Selenium reduces the risk of developing preeclampsia and IUGR
Common in pregnant women, preeclampsia is a condition that results from the increase in blood pressure in women that previously had normal blood pressure. The high blood pressure usually causes a cascade of events that leads to the damage of other organs, commonly the liver and kidney. Intrauterine growth restriction (IUGR), on the other hand, is the underdevelopment of the fetus relative to the developmental stage. Selenium supplementation reduces the prevalence of these conditions.
Common antioxidants are vitamins. However, elements such as selenium possess antioxidant properties that can offer an alternative to vitamin intake. Antioxidants function by keeping the body safe from otherwise deadly free radicals that are produced as products of metabolism. Examples of free radicals include a hydrogen ion complex called hydroxonium. The conversion of such elements into less harmful forms is done by antioxidants such as selenium.
Deficiency in selenium levels has been associated with preterm deliveries and miscarriages, and this has also been the basis of detecting the probability of their occurrence. Despite the inconclusive information available on the effects of low levels on pregnancies, statistics suggest that it is very important. In recent studies, pregnant women who had lower amounts were more likely to give birth preterm as compared to those with sufficient amounts.
This essential mineral plays a crucial role in fetal development and helps prevent congenital disabilities. Studies show that it can help reduce the risk of neural tube defects (NTD) like spina bifida and Down syndrome. The good news is that its supplements are safe for most pregnant women, so long as they don’t have a known deficiency in the mineral.
Moreover, since selenium is naturally found in foods like seafood, rice, wheat germ and beef liver, it’s possible to get enough of this mineral through diet alone.
Some women concerned about the possible side effects of taking it during pregnancy might want to take a multivitamin with a healthy dose. This will ensure that the woman gets enough selenium while also meeting her daily nutritional requirements for vitamins A, C, D and E. If you’re not sure if you should be taking a supplement or eating certain foods during pregnancy, talk to your doctor about which option might be best for you.

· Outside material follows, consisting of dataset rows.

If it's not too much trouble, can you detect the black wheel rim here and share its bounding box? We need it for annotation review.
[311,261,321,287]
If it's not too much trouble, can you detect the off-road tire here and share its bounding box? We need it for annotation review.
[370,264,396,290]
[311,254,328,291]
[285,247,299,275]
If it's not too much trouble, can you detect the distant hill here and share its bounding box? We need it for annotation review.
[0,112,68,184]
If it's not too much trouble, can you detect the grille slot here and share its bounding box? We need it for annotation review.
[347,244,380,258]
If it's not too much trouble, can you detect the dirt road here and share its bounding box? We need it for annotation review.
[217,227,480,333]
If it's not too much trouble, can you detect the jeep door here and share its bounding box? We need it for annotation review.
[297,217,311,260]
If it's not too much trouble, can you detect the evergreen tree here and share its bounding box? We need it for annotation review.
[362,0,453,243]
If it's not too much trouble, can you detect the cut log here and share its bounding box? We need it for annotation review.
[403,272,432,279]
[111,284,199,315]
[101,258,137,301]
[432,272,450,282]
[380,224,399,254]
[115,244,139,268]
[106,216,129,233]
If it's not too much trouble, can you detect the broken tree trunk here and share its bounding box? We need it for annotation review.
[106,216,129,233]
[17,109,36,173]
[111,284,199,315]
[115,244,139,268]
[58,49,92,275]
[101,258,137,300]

Taking Selenium During Pregnancy
Though the risks of taking selenium during pregnancy are low, it is still recommended that women consult with a doctor before taking this supplement. The decision to take it depends on your personal preferences and factors such as age, health and the state of your unborn child. If you decide to take selenium, it is essential to understand which form is best. Some tablets contain selenium in a form that can be taken during pregnancy. Some capsules can be taken regularly or as needed by pregnant women. Plus, dietary supplements come in liquid forms or tablets, so they can be easily absorbed into the system without causing any side effects.
In conclusion, maintaining the levels of internal selenium within recommended ranges is important for non-eventful pregnancies. This can be achieved through supplementation, when these levels are in deficient quantities. When these levels are too high, dietary readjustments and physical exercise aimed at cutting down on fats should be engaged to bring them back to normal. The impact of selenium on pregnancies is undeniably significant and therefore it should be monitored throughout the length of the pregnancy.